COVID-19: Lockdown for the unvaccinated in Austria, partial lockdown in the Netherlands

Austria is days away from placing millions of people not fully vaccinated against COVID-19 on lockdown, as daily infections are at a record high and intensive-care units are increasingly strained, Chancellor Alexander Schallenberg said on Thursday.

Around 65% of Austria‘s population is fully vaccinated against the coronavirus, national statistics show. Austria has the lowest vaccination rate of any Western European country apart from tiny Liechtenstein, according to European Centre for Disease Prevention and Control data.
Many Austrians are sceptical about vaccinations, a view encouraged by the far-right Freedom Party, the third-biggest in parliament.
Under an incremental government plan agreed in September, once 30% of intensive-care beds are occupied by COVID-19 patients, people not vaccinated against the coronavirus will be placed under lockdown, with restrictions on their daily movements. The current level is 20% and rising fast.
“According to the incremental plan we actually have just days until we have to introduce the lockdown for unvaccinated people,” Schallenberg told a news conference, adding that Austria‘s vaccination rate is “shamefully low”.
The conservative-led government said on Friday it was banning the unvaccinated from restaurants, theatres, ski lifts and providers of “services close to the body” like hairdressers.

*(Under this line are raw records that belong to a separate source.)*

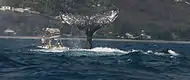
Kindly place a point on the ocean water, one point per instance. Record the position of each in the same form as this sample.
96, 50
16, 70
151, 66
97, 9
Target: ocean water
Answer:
20, 60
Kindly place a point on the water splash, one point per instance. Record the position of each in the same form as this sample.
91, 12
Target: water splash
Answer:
104, 51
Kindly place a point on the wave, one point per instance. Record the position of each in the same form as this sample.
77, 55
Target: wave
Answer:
105, 51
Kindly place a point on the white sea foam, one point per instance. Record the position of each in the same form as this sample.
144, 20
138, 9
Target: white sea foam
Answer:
100, 51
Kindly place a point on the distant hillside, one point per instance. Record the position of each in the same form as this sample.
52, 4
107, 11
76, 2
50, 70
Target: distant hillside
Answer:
161, 19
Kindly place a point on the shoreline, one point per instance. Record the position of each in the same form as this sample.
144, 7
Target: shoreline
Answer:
99, 39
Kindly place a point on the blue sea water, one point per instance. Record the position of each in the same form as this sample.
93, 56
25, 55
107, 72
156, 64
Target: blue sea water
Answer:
19, 60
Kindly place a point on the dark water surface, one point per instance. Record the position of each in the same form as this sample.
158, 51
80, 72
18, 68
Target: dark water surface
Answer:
107, 61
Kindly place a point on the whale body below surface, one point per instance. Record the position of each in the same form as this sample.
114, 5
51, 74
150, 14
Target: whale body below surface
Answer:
90, 24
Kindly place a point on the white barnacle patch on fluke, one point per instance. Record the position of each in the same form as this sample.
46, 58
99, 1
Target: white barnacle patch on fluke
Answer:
100, 18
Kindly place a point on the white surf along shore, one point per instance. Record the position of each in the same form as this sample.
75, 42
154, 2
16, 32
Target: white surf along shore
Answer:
99, 39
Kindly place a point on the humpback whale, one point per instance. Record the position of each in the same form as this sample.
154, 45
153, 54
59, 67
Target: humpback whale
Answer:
90, 24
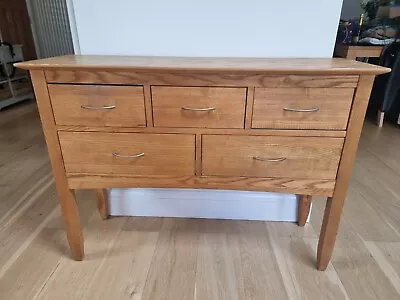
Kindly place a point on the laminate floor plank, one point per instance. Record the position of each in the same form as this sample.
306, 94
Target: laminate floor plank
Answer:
172, 273
74, 278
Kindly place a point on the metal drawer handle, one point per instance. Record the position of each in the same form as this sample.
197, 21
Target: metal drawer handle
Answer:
269, 159
97, 107
128, 156
198, 109
314, 109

“A lockdown for the unvaccinated means one cannot leave one’s home unless one is going to work, shopping (for essentials), stretching one’s legs – namely exactly what we all had to suffer through in 2020,” Schallenberg said, referring to three national lockdowns last year.
After Schallenberg’s announcement the conservative governor of the province of Upper Austria, a Freedom Party stronghold that has the lowest vaccination rate and the highest infection rate of Austria‘s nine provinces, said it planned to introduce a lockdown for the unvaccinated on Monday.
It will be introduced “provided there is a legal green light from the federal government and/or it creates the legal basis for it”, Governor Thomas Stelzer said in a statement, adding that the situation in his province is “dramatic”.
The Netherlands meanwhile will impose Western Europe’s first partial lockdown since the summer this weekend Dutch broadcaster NOS said on Friday.
Bars, restaurants and non-essential stores will be ordered to close at 7 P.M. for at least three weeks starting Saturday, NOS said, citing government sources.
People will be urged to work from home as much as possible, and no audiences will be allowed at sporting events in the coming weeks. Schools, theatres and cinemas would remain open.
Caretaker Prime Minister Mark Rutte’s cabinet will take a final decision later on Friday, and will announce the new measures during a televised press conference scheduled for 1800 GMT.
New coronavirus infections in the country of 17.5 million have increased rapidly after social distancing measures were dropped late September and hit a record of around 16,300 in 24 hours on Thursday.
The new wave of infections has put pressure on hospitals throughout the country, forcing them to scale back regular care again to treat COVID-19 patients.
To contain the outbreak, the government’s pandemic advisory panel on Thursday recommended imposing a partial lockdown and to limit entrance to public places to people who have been fully vaccinated or have recently recovered from a coronavirus infection.
A new lockdown would mean a drastic turn in policy for the Dutch government, which until last month thought that a relatively high vaccination rate would mean it could further ease measures towards the end of the year.
But it is not alone in considering strict measures as infections spike to record levels. Austria on Thursday said it was days away from placing millions of unvaccinated people in lockdown.
Many developed countries, however, are sticking to the view that vaccine rollouts mean lockdowns are unnecessary, with Britain, for instance, relying on booster shots to increase immunity.
Around 85% of the adult Dutch population has been fully vaccinated against COVID-19. Booster shots have so far only been provided to a small group of people with weak immune systems, and will be offered to people aged 80 years and older in December.
Last month, roughly 55% of patients in Dutch hospitals and 70% of those in intensive care were unvaccinated or only partially vaccinated, data provided by the Netherlands’ Institute for Health (RIVM) showed.